It was a pretty cold winter afternoon in New Delhi, January 2 if I’m not mistaken, when I met with Julie and her holidaying parents to visit the Qutb Minar and it monuments. It was my 5th attempt to visit Qutb Minar as I have been trying to do it every time I set foot in Delhi!
Finally, during my north Indian New Year Holiday and with our Rs. 10 and Rs. 250 tickets (Julie and I are considered locals with our residency certificate and her parents were considered foreigners), we entered into the gardens and was transported into the 12th century, albeit for a moment, while holding our ground in the present.
Tower of Victory
Qutb Minar, a brick tower made of red sandstone and marble, is one of the most popular destinations in India, more so in Delhi. The Qutb Minar and its monuments are actually a UNESCO World Heritage Site (inscription: 1993). Main description on the page reads:
Built in the early 13th century a few kilometres south of Delhi, the red sandstone tower of Qutb Minar is 72.5 m high, tapering from 2.75 m in diameter at its peak to 14.32 m at its base, and alternating angular and rounded flutings. The surrounding archaeological area contains funerary buildings, notably the magnificent Alai-Darwaza Gate, the masterpiece of Indo-Muslim art (built in 1311), and two mosques, including the Quwwatu’l-Islam, the oldest in northern India, built of materials reused from some 20 Brahman temples.

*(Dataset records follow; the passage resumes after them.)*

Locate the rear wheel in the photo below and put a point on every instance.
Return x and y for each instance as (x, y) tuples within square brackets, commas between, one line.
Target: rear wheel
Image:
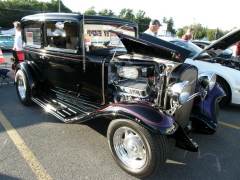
[(23, 88), (136, 150), (224, 100)]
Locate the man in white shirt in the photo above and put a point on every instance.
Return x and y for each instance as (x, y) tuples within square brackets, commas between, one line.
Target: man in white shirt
[(17, 48), (154, 26)]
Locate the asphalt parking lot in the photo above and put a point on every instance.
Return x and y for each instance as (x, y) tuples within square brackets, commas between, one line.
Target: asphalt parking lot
[(36, 145)]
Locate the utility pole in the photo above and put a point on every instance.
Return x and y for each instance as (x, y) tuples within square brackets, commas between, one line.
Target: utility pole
[(59, 6)]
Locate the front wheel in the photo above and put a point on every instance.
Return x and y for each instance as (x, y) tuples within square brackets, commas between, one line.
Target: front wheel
[(135, 149), (23, 88)]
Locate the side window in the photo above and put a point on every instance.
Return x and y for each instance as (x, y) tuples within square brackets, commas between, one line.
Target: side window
[(61, 35), (98, 40), (32, 34)]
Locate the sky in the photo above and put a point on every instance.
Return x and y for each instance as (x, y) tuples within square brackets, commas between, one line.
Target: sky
[(209, 13)]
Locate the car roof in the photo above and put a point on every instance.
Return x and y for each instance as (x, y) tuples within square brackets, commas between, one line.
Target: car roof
[(78, 17)]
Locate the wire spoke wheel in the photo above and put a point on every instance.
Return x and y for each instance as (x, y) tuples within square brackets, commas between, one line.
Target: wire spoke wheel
[(135, 149), (129, 147)]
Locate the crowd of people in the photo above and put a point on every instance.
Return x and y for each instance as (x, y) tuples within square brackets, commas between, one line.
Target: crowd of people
[(153, 29)]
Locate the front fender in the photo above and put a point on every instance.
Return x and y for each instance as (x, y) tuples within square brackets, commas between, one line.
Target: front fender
[(204, 114), (32, 72), (144, 114)]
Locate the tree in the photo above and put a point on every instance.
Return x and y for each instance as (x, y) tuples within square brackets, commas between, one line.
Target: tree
[(143, 22), (126, 14), (106, 12), (91, 11)]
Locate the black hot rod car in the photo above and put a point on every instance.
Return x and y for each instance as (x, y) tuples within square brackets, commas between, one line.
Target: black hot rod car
[(81, 67)]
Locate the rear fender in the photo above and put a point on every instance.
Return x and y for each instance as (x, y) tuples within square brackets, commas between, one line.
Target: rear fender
[(204, 114)]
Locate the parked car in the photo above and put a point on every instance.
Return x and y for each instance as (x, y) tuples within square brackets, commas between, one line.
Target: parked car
[(208, 60), (82, 67), (203, 44), (6, 42)]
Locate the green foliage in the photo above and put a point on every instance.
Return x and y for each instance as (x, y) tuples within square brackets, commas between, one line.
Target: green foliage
[(14, 10), (106, 12), (202, 32), (91, 11)]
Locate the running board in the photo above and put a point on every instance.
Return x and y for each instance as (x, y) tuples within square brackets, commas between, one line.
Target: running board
[(61, 110)]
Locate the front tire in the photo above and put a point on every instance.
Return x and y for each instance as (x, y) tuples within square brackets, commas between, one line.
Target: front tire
[(135, 149), (23, 88)]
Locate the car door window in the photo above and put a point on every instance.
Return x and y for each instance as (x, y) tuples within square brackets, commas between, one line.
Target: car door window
[(61, 36), (32, 34)]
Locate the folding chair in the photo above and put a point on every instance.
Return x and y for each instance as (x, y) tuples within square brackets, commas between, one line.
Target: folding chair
[(3, 79)]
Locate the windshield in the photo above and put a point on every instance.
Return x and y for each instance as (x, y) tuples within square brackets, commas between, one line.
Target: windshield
[(98, 40), (188, 45), (6, 38)]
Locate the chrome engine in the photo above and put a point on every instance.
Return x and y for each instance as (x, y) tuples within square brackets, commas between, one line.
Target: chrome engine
[(169, 88)]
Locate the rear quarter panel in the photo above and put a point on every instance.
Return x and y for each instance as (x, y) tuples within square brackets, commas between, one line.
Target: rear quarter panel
[(232, 76)]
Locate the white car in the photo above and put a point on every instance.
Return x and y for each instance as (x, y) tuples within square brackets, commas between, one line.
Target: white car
[(206, 60)]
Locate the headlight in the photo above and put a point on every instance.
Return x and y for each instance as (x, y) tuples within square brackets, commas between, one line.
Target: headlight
[(207, 80), (179, 92), (129, 72)]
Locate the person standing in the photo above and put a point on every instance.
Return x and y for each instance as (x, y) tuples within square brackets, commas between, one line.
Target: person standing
[(17, 48), (8, 73), (188, 35), (236, 52), (154, 26)]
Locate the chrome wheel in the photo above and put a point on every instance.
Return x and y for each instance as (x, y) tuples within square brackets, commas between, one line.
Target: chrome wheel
[(129, 147), (21, 88)]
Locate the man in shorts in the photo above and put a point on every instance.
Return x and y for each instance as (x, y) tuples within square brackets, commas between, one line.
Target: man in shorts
[(8, 73)]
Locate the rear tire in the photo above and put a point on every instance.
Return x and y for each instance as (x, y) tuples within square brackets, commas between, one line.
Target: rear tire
[(135, 149), (224, 100), (23, 88)]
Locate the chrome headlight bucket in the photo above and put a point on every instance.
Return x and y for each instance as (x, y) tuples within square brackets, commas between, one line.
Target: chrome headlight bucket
[(179, 92), (129, 72), (207, 80)]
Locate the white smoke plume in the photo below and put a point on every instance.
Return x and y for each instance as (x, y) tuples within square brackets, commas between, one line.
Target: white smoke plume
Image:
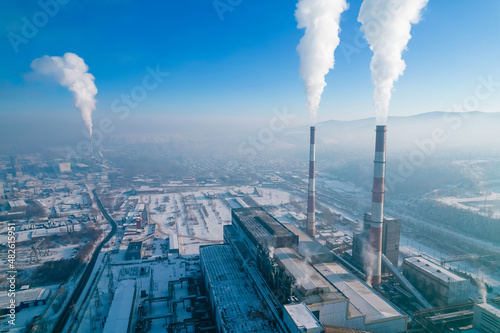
[(320, 18), (481, 286), (386, 25), (369, 260), (71, 71)]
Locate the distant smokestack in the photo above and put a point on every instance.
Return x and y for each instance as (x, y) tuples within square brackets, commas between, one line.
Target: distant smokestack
[(378, 204), (311, 197)]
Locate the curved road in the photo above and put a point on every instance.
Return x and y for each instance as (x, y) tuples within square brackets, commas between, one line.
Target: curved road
[(63, 319)]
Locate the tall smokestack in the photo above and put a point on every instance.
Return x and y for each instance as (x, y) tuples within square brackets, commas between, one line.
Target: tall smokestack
[(378, 204), (311, 197)]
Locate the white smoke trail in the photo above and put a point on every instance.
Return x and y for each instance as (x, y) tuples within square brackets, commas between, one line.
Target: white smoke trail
[(316, 49), (71, 71), (386, 25), (482, 291)]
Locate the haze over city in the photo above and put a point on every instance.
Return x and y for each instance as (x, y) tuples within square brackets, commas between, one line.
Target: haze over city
[(250, 166)]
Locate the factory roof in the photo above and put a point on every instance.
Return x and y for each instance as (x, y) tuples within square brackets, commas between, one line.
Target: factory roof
[(261, 224), (307, 246), (361, 297), (491, 308), (434, 269), (120, 310), (303, 317), (24, 296), (17, 204), (235, 298), (307, 278), (134, 247)]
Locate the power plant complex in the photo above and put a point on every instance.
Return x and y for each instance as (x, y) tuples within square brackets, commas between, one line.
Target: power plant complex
[(280, 279)]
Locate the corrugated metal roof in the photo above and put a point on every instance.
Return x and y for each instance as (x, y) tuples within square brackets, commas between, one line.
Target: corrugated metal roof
[(433, 269), (236, 299), (364, 299)]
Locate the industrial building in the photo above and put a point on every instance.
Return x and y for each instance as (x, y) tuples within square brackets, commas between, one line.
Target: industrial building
[(121, 309), (487, 318), (338, 298), (391, 232), (234, 299), (299, 319), (17, 205), (437, 284), (134, 251), (27, 298), (304, 273), (256, 226)]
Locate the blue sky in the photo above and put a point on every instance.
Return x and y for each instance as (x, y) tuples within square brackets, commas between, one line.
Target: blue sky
[(245, 64)]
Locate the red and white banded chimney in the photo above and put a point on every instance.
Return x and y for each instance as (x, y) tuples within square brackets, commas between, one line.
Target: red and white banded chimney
[(376, 223), (311, 197)]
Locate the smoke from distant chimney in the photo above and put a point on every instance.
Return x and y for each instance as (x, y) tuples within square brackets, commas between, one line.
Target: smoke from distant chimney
[(316, 49), (71, 71), (386, 25)]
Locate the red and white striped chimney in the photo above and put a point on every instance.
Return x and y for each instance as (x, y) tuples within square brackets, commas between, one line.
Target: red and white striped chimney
[(311, 197), (378, 204)]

Qutb Minar and its monuments is under the “Cultural criteria IV” which the UNESCO website defines/describes as “to be an outstanding example of a type of building, architectural or technological ensemble or landscape which illustrates (a) significant stage(s) in human history.”
True enough, Qutb Minar is said to not only serve the purpose of being the tower to issue the adhan (call to worship) but also as a tower of victory to impress upon the people the prowess of the Mamluk Dynasty, the new Muslim rulers of Delhi.

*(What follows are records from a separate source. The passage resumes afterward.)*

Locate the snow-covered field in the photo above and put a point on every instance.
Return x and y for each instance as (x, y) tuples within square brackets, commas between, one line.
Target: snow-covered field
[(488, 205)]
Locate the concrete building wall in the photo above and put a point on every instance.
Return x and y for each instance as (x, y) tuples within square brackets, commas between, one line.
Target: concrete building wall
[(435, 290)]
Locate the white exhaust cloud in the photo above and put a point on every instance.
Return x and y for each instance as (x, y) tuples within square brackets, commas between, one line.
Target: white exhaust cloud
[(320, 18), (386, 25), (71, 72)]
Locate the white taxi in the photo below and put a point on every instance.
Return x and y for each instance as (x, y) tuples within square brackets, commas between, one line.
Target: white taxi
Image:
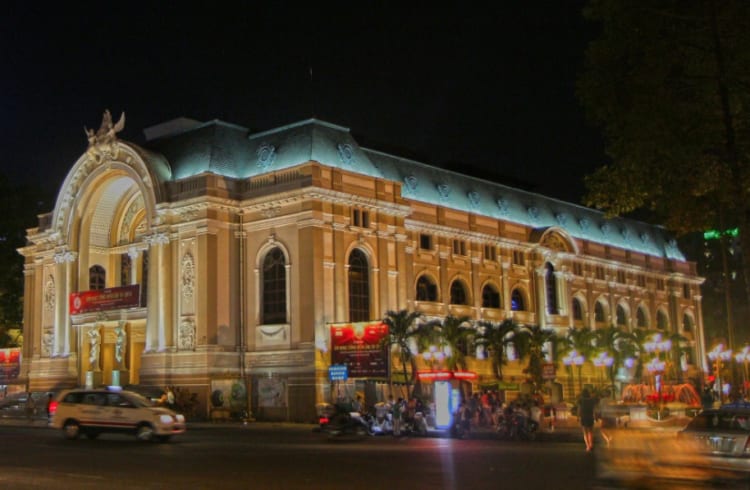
[(95, 411)]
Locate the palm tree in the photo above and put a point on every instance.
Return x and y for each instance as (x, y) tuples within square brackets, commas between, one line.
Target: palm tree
[(611, 340), (453, 333), (580, 340), (403, 329), (495, 337), (531, 340)]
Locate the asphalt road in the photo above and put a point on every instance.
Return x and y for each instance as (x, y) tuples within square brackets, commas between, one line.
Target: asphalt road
[(270, 456)]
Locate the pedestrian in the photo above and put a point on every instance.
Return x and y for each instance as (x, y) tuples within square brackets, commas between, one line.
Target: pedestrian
[(397, 412), (30, 406), (49, 407), (586, 408)]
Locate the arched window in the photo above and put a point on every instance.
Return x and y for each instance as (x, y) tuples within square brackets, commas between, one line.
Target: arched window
[(622, 317), (641, 318), (662, 322), (458, 293), (551, 286), (125, 269), (359, 287), (97, 278), (274, 287), (490, 297), (577, 309), (426, 289), (599, 312), (687, 323)]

The marker/inscription on the grounds upon getting closer to the Qutb Minar reads:
The foundations of this world-famous tower, known as the Qutb-Minar, were laid by Qutbuddin Aibak of the Mamluk Dynasty towards the end of the twelfth century. The construction was interrupted at the first storey by his death, and the remaining three storeys were completed in a matching material and style by his successor Iltutmish commonlu known as Altamash in A.D. 1230. In A.D. 1368, the Minar was damaged by lightnin. Later, Firuz Shah Tughluq (A.D. 1351-88) replaced the top storey by the existing two storeys faced with marble. Sikandar Lodi (A.D. 1489-1517) also executed some repairs to the Minar in A.D. 1503, when it was again injured by lightning.

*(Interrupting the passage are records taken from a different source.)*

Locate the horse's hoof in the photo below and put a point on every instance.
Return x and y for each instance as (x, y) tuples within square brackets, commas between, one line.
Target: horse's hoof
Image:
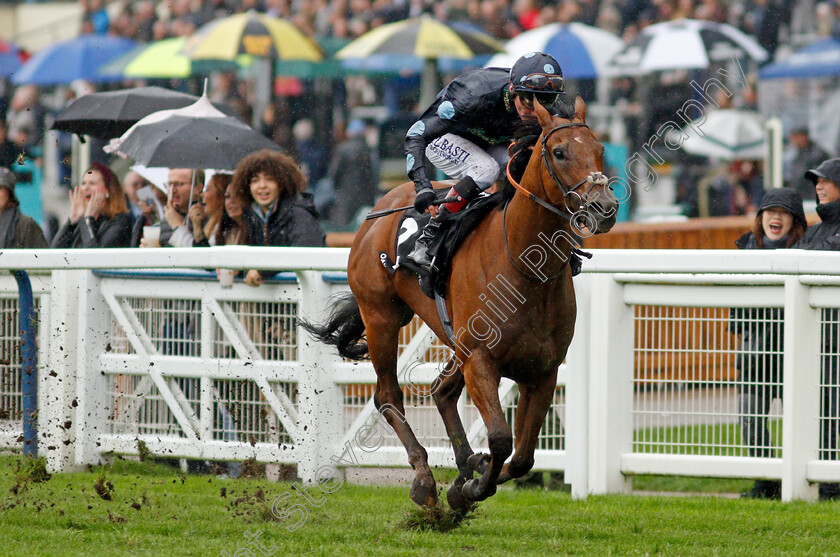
[(472, 491), (424, 494), (457, 501), (479, 462)]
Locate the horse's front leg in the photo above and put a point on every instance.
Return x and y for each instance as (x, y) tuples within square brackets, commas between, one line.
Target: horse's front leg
[(382, 338), (482, 380), (534, 403), (446, 390)]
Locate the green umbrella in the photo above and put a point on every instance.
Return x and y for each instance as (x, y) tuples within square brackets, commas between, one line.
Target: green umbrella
[(163, 60)]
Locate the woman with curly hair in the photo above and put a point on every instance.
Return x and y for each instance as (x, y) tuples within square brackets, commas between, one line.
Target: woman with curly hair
[(99, 216), (278, 213)]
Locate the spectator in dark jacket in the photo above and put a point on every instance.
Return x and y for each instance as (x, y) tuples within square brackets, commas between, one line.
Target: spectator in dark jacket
[(183, 190), (807, 155), (16, 229), (780, 223), (825, 235), (280, 214), (99, 216)]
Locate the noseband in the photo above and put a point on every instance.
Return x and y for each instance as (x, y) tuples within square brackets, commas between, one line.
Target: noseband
[(593, 178)]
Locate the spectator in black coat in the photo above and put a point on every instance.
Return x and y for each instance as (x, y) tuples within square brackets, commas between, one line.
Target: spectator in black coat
[(16, 229), (279, 213), (825, 235), (780, 223), (99, 216), (807, 155)]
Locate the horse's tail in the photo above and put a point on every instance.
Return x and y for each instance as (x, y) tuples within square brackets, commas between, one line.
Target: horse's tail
[(343, 328)]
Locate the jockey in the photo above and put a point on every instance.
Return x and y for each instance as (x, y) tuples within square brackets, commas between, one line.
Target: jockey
[(467, 130)]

The tower has a diameter of 14.32m at the base and of about 2.75m at the top with a height of 72.5m and ascended by 379 steps, it is the highest stone tower in India and a perfect example of Minar known to exist anywhere. The variegated plan of its three lower storeys, the projecting balconies with stalactite pendentive brackets and ornate bands of inscriptions on its facades heighten its decorative effect.
Strength of Islam
Known as the Strength of Islam (or Light of Islam), the Quwwatu’l-Islam Mosque found in the Qutb Minar complex is the first Mosque to be built in Delhi. Also known as the Great Mosque of Delhi, the Quwwat-ul-Islam was built at the same time as the Qutb Minar in 1193.
Another interesting thing about the Qutb Minar complex that I never even realized before writing this blog post is that the pillars and the rocks and other materials used to build the Quwwat-ul-Islam Mosque was taken from 27 Hindu (and possibly Jain) temples.
According to an accompanying video at the UNESCO page for Qutb Minar and its monuments, not one of these pillars are the same. This was very unorthodox for Islam architecture at the time which is defined by uniformity.
Another thing to note is that, still according to the video, contrary to the practice of Islam wherein no idols are being worshiped or carved in their mosques, the ceiling and pillars bear Hindu designs as well as idolatry carved into the stones. If only I’d known about it earlier, I would’ve spent more time actually going through the ruins!
The Qutb complex is also home to other rulers and important persona during the Mamluk Dynasty and the Khilji Dynasty. You might want to explore the tombs of Allauddin Khilhi, second Sultan of Delhi from the Khiliji Dynasty, and the Sufi Saint Imam Muhammad Ali.
And with that, this Viahera Vlog (which now really looks like a regular blog post coz there’s only one video) for Qutb Minar has come to an end. I hope this tour has been enjoyable for you as it has been for me, reliving that cold January afternoon and learning more than I did before. But before I leave you, one final suggestion you might want to consider: feeding the squirrels!
If you’re ready to visit Qutb Minar, just alight at the Qutab Minar Metro Station in Delhi or flag down an autowallah! Happy wandering!